Gentlemen,
If I may...the carbon that sometimes bites us, that is in the very front of the chamber is just powder fouling that a bore sized brush has missed.
Recently, to address this, I followed some advice that I have known about for some time, but due to being in somewhat of a rut, I had failed to follow. After doing a normal cleaning on a well broken in, but un heat cracked 6PPC barrel, that had only been fired a few rounds since its last cleaning, I put a fairly fresh 6.5mm bronze brush on one of my chamber rods, shoved it to what felt like a fraction of an inch past the front of the chamber neck, and gave it a couple of dozen partial turns, switched to a 6mm brush, shoved it a mite farther, and repeated the same thing, then I wiped out the chamber and leade area with a strip of paper toweling wrapped to a loose, oversized cone shape, over the 6MM brush (my usual chamber wiping method at the end of a barrel's cleaning). What I saw on the paper toweling was evidence that the brushing had dislodged some powder fouling at the front of the neck, that my regular cleaning with a new bronze brush had missed.
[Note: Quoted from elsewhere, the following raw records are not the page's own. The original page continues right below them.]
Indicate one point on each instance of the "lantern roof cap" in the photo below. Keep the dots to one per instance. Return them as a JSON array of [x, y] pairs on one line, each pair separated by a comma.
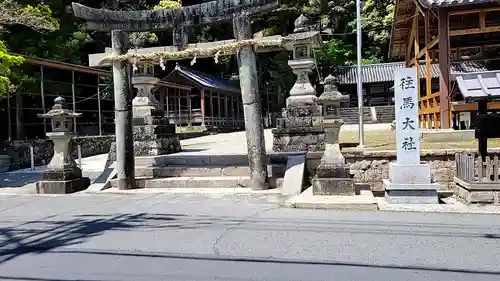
[[59, 109]]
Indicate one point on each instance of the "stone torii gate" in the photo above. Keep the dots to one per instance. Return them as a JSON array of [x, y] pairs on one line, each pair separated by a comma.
[[120, 22]]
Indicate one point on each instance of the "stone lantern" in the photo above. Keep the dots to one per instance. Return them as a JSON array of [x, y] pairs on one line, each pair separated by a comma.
[[332, 175], [62, 174], [331, 96], [144, 81], [301, 43], [299, 128]]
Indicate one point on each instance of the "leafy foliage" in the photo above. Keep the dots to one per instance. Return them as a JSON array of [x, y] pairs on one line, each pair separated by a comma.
[[72, 42], [37, 17]]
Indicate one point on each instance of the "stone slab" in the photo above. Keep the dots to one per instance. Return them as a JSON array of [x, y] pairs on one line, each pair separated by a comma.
[[306, 200], [294, 175], [202, 171], [411, 193], [475, 196], [333, 186], [409, 173], [62, 187]]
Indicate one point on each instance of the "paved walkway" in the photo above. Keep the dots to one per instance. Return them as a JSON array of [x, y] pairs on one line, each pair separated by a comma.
[[92, 167], [235, 237], [231, 143]]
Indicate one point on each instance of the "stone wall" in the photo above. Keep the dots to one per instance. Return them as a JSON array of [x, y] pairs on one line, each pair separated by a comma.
[[19, 150], [373, 166]]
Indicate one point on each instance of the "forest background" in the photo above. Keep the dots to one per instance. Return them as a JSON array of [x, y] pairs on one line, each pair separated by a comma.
[[47, 29]]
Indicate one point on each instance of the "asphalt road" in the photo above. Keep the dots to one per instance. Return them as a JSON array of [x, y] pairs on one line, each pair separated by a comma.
[[235, 237]]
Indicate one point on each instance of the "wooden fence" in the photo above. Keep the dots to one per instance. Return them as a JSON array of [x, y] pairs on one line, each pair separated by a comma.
[[471, 168]]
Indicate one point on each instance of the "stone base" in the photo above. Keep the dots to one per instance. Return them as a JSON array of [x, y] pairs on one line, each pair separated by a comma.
[[62, 187], [411, 193], [477, 193], [333, 186], [299, 139], [166, 145], [300, 129], [409, 173], [64, 175]]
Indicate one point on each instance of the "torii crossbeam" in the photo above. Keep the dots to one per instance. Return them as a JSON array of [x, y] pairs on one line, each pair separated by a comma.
[[144, 20]]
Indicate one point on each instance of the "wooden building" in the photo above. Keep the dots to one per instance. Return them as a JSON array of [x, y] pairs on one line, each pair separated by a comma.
[[203, 99], [189, 97], [378, 79], [446, 32]]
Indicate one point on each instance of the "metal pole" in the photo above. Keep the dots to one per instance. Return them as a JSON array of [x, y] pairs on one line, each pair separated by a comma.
[[360, 78], [73, 97], [123, 113], [99, 103]]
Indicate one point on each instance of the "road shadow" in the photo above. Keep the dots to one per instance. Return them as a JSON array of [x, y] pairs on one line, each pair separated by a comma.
[[42, 236]]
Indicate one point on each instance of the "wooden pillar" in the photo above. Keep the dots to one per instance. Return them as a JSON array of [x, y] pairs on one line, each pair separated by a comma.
[[210, 104], [444, 67], [42, 94], [190, 115], [416, 44], [233, 115], [226, 108], [218, 106], [238, 109], [99, 110], [250, 95], [125, 166], [428, 78], [167, 104], [73, 97], [202, 105]]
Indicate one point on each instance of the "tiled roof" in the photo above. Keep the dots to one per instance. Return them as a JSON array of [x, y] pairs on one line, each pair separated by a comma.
[[207, 80], [453, 3], [479, 85], [384, 72]]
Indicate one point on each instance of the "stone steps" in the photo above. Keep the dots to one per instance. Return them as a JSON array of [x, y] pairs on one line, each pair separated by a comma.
[[203, 171], [199, 182]]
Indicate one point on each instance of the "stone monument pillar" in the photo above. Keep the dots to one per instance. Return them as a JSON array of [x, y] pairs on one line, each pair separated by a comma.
[[153, 135], [409, 179], [300, 127], [332, 175], [62, 175]]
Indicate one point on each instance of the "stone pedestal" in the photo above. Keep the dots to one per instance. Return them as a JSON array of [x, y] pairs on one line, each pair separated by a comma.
[[153, 135], [332, 175], [410, 184], [302, 92], [62, 175], [300, 129]]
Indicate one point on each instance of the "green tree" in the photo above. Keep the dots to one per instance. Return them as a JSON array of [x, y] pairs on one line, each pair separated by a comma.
[[36, 17]]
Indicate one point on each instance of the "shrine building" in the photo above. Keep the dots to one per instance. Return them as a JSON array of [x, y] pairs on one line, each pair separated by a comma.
[[443, 38]]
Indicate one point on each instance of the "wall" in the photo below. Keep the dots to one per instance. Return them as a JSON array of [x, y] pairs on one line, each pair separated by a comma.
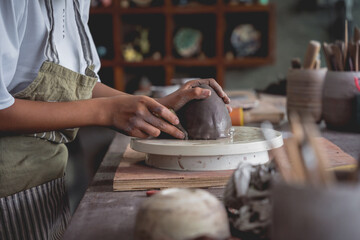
[[294, 30]]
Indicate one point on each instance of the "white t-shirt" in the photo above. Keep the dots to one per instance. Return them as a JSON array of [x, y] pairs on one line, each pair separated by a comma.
[[24, 27]]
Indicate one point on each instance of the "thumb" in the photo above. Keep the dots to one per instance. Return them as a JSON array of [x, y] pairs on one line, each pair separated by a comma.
[[191, 94]]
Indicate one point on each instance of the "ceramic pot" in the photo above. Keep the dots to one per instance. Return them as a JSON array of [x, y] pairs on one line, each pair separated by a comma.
[[304, 91], [339, 101]]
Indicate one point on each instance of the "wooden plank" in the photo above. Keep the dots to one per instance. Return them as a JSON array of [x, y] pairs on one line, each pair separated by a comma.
[[133, 174]]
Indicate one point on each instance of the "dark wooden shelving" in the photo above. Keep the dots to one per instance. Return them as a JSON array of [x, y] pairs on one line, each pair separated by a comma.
[[215, 26]]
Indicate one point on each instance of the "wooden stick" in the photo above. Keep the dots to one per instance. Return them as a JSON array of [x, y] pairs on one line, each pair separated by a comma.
[[356, 34], [327, 54], [356, 56], [296, 63], [346, 43], [327, 177], [337, 53], [312, 51]]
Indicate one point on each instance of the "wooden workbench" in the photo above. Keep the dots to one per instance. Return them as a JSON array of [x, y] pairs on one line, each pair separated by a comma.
[[104, 214]]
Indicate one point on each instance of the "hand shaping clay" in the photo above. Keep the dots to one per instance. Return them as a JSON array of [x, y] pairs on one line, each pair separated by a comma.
[[205, 119]]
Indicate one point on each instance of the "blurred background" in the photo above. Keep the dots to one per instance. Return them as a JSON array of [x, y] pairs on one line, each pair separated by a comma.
[[243, 44]]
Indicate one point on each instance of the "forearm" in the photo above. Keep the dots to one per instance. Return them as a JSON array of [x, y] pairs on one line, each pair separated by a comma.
[[101, 90], [26, 116]]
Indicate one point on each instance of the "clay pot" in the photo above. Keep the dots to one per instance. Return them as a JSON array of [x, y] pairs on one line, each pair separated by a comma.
[[181, 214], [304, 91], [339, 101], [305, 212]]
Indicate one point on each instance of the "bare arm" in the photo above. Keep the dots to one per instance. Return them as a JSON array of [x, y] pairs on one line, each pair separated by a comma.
[[101, 90], [132, 115], [137, 116]]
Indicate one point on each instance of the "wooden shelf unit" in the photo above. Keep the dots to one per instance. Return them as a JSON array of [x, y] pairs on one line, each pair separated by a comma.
[[221, 12]]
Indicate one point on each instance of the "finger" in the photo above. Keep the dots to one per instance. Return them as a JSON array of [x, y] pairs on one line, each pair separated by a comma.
[[137, 133], [162, 112], [229, 108], [212, 83], [159, 123]]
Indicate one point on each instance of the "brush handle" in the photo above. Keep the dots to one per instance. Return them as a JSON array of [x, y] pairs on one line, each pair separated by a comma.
[[312, 51]]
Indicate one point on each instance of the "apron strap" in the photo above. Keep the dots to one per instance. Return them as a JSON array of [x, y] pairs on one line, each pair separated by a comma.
[[50, 49], [85, 43]]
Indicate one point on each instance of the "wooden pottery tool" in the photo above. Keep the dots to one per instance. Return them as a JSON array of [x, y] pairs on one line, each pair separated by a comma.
[[312, 52], [245, 144]]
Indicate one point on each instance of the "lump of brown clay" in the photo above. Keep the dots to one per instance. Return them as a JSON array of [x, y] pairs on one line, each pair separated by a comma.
[[205, 119]]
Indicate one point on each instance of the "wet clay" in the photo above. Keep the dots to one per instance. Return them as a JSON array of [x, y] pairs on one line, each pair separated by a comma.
[[205, 119]]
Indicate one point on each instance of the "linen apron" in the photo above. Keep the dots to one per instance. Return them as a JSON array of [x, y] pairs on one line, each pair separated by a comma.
[[33, 200]]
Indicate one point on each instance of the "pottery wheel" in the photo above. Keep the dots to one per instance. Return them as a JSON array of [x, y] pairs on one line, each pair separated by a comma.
[[246, 144]]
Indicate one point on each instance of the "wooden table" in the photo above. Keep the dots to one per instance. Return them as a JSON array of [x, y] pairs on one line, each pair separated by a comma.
[[104, 214]]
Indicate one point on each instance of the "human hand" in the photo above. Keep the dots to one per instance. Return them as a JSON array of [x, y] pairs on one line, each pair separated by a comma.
[[190, 91], [141, 116]]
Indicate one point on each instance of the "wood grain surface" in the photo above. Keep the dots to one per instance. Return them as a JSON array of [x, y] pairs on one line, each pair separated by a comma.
[[133, 174]]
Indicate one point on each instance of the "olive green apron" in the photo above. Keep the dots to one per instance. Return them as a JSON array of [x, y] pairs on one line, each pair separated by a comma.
[[33, 201]]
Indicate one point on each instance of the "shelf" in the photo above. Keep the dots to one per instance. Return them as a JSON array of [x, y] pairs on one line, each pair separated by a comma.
[[193, 10], [160, 22], [144, 10], [101, 10], [248, 62], [146, 62], [248, 8], [194, 62]]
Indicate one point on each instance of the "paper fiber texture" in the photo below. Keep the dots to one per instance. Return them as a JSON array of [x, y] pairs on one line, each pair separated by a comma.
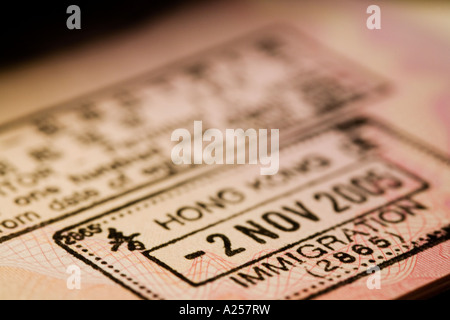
[[359, 208]]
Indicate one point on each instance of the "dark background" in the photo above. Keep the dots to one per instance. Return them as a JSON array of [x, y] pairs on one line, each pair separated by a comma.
[[32, 28]]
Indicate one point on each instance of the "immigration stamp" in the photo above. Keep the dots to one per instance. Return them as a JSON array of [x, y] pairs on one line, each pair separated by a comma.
[[348, 197], [67, 159]]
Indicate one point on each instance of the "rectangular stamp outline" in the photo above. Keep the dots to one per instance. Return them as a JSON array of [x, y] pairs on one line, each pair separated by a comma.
[[343, 125], [424, 186], [70, 104]]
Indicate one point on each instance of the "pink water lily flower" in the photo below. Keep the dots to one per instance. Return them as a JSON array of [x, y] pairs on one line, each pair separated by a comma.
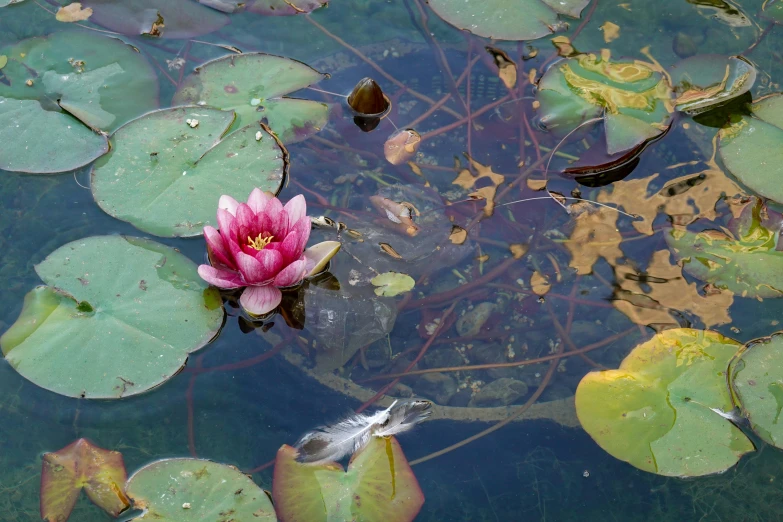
[[260, 245]]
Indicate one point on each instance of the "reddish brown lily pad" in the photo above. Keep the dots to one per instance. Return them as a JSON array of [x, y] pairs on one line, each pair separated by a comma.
[[379, 485], [100, 472]]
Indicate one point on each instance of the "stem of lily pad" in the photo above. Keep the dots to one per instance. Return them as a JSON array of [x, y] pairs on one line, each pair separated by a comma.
[[514, 364], [522, 409]]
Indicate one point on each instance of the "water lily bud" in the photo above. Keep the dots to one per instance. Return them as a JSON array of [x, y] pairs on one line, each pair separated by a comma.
[[367, 98]]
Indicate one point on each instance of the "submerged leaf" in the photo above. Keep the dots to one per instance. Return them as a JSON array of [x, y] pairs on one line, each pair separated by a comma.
[[378, 485], [746, 263], [100, 472], [255, 85], [664, 410], [168, 182], [751, 147], [705, 81], [106, 328], [390, 284]]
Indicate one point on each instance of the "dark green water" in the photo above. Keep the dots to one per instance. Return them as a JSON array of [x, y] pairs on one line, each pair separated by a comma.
[[530, 470]]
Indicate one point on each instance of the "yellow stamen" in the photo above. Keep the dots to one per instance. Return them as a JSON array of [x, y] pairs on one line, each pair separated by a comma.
[[260, 242]]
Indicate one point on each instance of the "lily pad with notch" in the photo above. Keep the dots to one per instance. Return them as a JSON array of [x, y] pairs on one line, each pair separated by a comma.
[[119, 318], [255, 85], [629, 99], [750, 147], [60, 93], [379, 485], [664, 410], [167, 181], [195, 490], [509, 19], [284, 7], [169, 19], [757, 380]]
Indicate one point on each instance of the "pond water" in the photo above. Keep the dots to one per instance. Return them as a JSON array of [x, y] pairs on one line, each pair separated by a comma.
[[600, 258]]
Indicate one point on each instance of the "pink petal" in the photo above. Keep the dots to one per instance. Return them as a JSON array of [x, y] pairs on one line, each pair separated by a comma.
[[291, 275], [225, 219], [228, 203], [318, 255], [220, 278], [217, 247], [260, 300], [274, 220], [259, 269], [296, 208], [257, 200]]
This motivated me to make a change in my decades old cleaning procedure. I ordered an inexpensive one piece stainless cleaning rod using Amazon Prime (for about $9 delivered) and plan on cutting it off to a length such that it will extend past the butt of all of my rifles' stocks when a brush that is mounted on it is at the front of which ever chamber I am using it on. The plan is to use my cheap, somewhat slow, cordless drill to spin a brush for perhaps five seconds, at the front of the chamber. Others have reported doing this with good results, and I do not think that it should hurt anything if done carefully. Due to the fact that most of my shooting in this caliber has been with 133, I have not had problems with a hard carbon ring a little farther forward, but I have seen one or two trying to get started in one or two of my other rifles, something a little very careful work with IOSSO remedied. I have the use of a bore scope, but do not use it every time that I clean. Generally, when I have scoped my barrels, they have passed inspection with flying colors, but I am going to modify my procedure anyway, just to see if it changes my results in any way.
I think that the main thing that we need to do to get away from fliers caused by powder fouling buildup at the front of the case neck, is to trim often so that cases will be of uniform length, not just to maintain some clearance (Neary speaks to this.). and to manage and monitor shoulder bump, because cases are blown forward at the beginning of the ignition/firing cycle, with the result that those with more bump will extend farther than those with less, even though they are trimmed to the same length. Recently, when returning some Lapua brass that has some life left in it, but was from an estate, and was probably of mixed usage, I found that because of the variance of work hardening, that my bump, with the same die setting, varied quite a bit, and that that resulted in a variance in trim length using a trimmer that indexed off of the shoulder. At first the variance in trim length bothered me, but then I realized that at least until I had a chance to fire and retrim before sizing, that this was not such a bad thing, since the extension into the chamber neck as the cases were fired would actually be more uniform. In the future, I plan on using these types of trimmers on fired cases to see if the trim length is more uniform. I sorted the cases that were not by amount of bump, using that as an indication of work hardening differences. Within the group there was a large subset that were uniform, and lesser numbers that varied by various amounts. In the past, I have not looked at the uniformity of case bump within sets of cases, I may change that.